According to video recorded by a student, campus security approached students who were handing out small pocket Constitutions to inform them that they had to have permission to distribute such materials on Modesto Junior College (MJC) grounds.
The video was originally uploaded by MJC student Robert Van Tuinen and depicts campus security informing him of rules for engaging in such political activity.
[WATCH] Student accosted by campus security while passing out pocket Constitutions
The officer then accompanied Van Tuinen into a building and informed him that students must be part of an official student group and follow an official process to solicit on campus.
Van Tuinen identified himself as the leader of a newly formed chapter of the organization Young Americans for liberty, a libertarian-oriented organization centered on colleges around the country.
“Why is there a process for my free speech?” said Van Tuinen.
“Because you are a student here at the college,” replied the officer.
“But it’s a public school on a public ground and the First Amendment says I have a right to free speech and free assembly,” argued Van Tuinen.
At this point the officer claimed Van Tuinen was acting in a hostile manner.
“The way that you are acting right now towards me shows me that you obviously came here to already cause a problem on campus you’re shaking, you’re upset, your facial features tell me otherwise, you’re trying to get me into an argument,” he said. “I’m not here to have an argument.”
“I’m simply trying to get the facts from you sir and you are proving my point”, replied Van Tuinen.
The officer referred Van Tuinen to another administrator who told him there is a “time, place, and manner” protocol and “the free speech area is over there in front of the student area.”
“Anybody that’s going to be on campus [soliciting] they would need to come through my office and fill out an application and I would need to have a photo of your ID you can read these guidelines and procedures,” she added.
The administrator in the student life office referred Van Tuinen to the vice president of student life to discuss the matter further.
Linda Hoile, a spokeswoman for the college, told Campus Reform in a phone interview on Wednesday she was not aware of the incident and had not seen the video in question but later in the day the school issued a statement to Campus Reform saying it would look into the matter.
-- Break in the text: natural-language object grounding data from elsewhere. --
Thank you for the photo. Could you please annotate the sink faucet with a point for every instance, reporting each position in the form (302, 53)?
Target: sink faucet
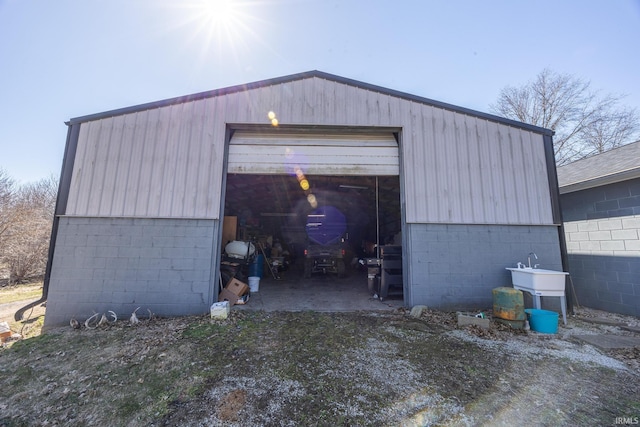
(529, 257)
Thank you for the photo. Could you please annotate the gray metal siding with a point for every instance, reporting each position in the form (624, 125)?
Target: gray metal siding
(155, 163)
(458, 168)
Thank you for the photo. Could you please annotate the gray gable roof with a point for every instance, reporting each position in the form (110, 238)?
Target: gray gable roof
(619, 164)
(307, 75)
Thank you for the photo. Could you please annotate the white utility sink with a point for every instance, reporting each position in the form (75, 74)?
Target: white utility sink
(534, 280)
(540, 282)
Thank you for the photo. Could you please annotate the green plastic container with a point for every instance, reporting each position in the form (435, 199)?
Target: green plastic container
(508, 304)
(543, 321)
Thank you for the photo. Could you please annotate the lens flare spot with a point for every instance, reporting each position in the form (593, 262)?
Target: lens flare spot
(289, 153)
(312, 200)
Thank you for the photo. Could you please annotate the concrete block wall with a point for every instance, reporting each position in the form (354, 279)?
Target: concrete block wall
(602, 229)
(457, 266)
(119, 264)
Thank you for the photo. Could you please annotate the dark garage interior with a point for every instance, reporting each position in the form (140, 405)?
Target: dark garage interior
(271, 211)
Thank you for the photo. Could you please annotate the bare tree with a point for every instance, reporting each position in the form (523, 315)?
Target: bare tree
(7, 196)
(27, 219)
(584, 122)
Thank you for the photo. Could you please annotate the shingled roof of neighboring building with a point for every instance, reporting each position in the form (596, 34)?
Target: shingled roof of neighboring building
(619, 164)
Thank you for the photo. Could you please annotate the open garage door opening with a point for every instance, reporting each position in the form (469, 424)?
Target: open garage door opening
(311, 230)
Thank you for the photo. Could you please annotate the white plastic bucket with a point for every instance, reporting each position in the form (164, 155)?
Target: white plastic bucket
(254, 283)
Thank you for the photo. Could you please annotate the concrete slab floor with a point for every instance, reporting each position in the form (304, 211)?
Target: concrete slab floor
(326, 293)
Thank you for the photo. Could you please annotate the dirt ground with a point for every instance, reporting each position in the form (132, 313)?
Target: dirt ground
(309, 368)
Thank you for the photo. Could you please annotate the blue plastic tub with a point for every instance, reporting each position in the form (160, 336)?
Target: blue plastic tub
(543, 321)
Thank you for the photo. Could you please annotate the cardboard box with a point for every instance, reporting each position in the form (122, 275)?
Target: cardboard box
(227, 295)
(220, 310)
(5, 331)
(237, 287)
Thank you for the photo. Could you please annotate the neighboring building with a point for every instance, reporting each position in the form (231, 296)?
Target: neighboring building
(600, 200)
(144, 191)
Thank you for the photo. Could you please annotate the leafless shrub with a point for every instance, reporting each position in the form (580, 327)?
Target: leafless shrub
(585, 122)
(26, 217)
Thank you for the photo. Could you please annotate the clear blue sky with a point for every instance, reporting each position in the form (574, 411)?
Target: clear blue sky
(68, 58)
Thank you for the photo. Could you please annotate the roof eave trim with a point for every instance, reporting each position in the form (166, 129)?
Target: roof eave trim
(600, 181)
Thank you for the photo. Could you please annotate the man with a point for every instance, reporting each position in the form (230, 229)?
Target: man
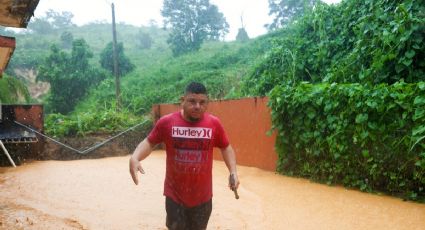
(189, 136)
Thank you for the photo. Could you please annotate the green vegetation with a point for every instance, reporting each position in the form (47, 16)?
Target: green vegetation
(346, 87)
(345, 82)
(13, 91)
(70, 76)
(192, 22)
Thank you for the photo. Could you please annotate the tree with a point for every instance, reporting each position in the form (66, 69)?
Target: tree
(70, 76)
(66, 39)
(284, 11)
(242, 35)
(107, 62)
(144, 40)
(40, 26)
(192, 22)
(59, 20)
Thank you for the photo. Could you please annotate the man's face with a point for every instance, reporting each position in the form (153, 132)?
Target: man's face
(194, 106)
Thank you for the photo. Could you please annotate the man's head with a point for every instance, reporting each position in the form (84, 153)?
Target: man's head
(194, 101)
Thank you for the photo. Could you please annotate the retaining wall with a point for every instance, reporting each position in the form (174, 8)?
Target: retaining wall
(246, 122)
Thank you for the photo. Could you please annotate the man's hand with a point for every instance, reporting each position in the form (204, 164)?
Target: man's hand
(135, 167)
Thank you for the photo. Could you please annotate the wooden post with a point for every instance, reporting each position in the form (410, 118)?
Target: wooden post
(7, 154)
(115, 59)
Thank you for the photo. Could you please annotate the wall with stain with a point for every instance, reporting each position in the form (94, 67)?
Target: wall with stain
(247, 122)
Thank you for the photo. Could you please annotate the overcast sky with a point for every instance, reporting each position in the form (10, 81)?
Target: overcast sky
(141, 12)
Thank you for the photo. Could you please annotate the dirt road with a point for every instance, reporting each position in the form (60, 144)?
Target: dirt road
(99, 194)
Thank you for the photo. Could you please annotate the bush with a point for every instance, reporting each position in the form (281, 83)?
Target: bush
(368, 137)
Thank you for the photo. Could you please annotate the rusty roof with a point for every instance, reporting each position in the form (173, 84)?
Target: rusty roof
(13, 13)
(17, 13)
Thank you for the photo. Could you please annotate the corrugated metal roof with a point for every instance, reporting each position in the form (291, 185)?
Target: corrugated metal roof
(16, 13)
(13, 13)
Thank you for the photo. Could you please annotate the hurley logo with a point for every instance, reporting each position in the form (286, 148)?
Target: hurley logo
(190, 132)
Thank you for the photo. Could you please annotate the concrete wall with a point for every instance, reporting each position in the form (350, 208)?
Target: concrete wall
(246, 122)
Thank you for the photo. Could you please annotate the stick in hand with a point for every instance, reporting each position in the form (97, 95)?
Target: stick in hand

“People can distribute material in the areas generally available to students and the community as long as they don’t ‘disrupt the orderly operation of the college,'” it read. “In the case of the YouTube video, it does not appear that the student was disrupting the orderly operation of the college. Therefore, we are looking into the matter.
“The administration of the YCCD supports the peaceful distribution of the Constitution and other materials on campus, which is why our colleges support Constitution Day with activities each year,” it added.